Two supplementary contracts were also established with the inde-pendent sector in 2004 to ensure that there was a timely reduction of waiting lists while further treatment centre contracts were agreed and building projects established. These contracts made use of existing spare capacity in independent hospitals already established in the UK, for example Nuffield Hospitals (now Nuffield Health) and Capio (now Ramsey Health Care).

 

The ISTC programme was designed to allow the independent sector to work in partnership with local healthcare economies to provide solutions that met local requirements. Another aim was to stimulate innovative models of service delivery and drive up productivity. The ISTCs provide care for elective surgical patients, not unplanned emergency care. This results in a streamlined process for patient care informed by preassessment and following defined pathways of care, including the discharge process. Many of the ISTCs are day case facilities and therefore patients with low risk and fewer or no comorbidities are selected.

 

Use of ISTCs has not been without criticism, both in the press and from politicians, with claims of higher costs for cases in ISTCs and limited contribution to waiting-list reductions. However, from the evidence that out-sourcing to the independent sector was already significant it seems that more capacity was essential and these possible inefficiencies are inevitable when a significant growth over a very short timescale was sought, with the very clear goal of greatly reduced waiting times.

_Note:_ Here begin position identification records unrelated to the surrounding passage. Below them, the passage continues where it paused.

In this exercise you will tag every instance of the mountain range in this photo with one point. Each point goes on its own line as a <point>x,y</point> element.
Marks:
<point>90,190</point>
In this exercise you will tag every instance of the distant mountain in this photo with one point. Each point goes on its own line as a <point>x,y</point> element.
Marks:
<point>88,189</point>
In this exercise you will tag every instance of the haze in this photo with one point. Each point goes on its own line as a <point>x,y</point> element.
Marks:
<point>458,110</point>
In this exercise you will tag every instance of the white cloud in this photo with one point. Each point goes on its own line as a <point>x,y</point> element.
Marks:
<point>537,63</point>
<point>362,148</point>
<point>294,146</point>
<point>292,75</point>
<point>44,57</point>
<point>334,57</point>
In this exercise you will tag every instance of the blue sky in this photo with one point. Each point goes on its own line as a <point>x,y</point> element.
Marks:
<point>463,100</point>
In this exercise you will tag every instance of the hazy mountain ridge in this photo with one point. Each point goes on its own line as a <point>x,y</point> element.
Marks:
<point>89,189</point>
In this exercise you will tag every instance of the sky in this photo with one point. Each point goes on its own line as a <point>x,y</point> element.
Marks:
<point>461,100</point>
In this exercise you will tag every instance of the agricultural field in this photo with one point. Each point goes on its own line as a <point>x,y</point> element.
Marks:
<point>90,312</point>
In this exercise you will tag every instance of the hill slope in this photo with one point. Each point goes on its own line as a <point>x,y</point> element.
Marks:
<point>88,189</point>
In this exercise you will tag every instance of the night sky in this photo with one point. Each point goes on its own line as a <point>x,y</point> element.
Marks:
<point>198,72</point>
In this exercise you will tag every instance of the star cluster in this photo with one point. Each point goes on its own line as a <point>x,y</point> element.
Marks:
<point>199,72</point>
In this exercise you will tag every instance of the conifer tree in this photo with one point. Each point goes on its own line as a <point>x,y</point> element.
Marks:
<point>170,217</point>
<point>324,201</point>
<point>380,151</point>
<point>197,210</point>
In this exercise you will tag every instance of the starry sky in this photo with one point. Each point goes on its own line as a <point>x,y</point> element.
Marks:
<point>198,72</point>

Furthermore, it was potentially difficult for providers to voice criticism of purchasers when in tendering situations. However, there was a general concern in the independent sector that the cumbersome contractual processes developed by the Department of Health did not support the initial intentions and innovative approaches that could be gained from working with private business.

 

Pharmacy service provision to ISTC will vary depending on the model of care and the procedures undertaken. There may be an on-site pharmacy providing products and services in a similar manner to any acute hospital pharmacy service. In should be noted that the base pharmacy department may be remote from the ISTC and may be provided by a subcontractor hospital-or community-based. The innovation and productivity aims of the ISTC programme mean that pharmacy providers have also had to come up with ways for effectively supporting the programme, for example protocols for medicines from admission to discharge.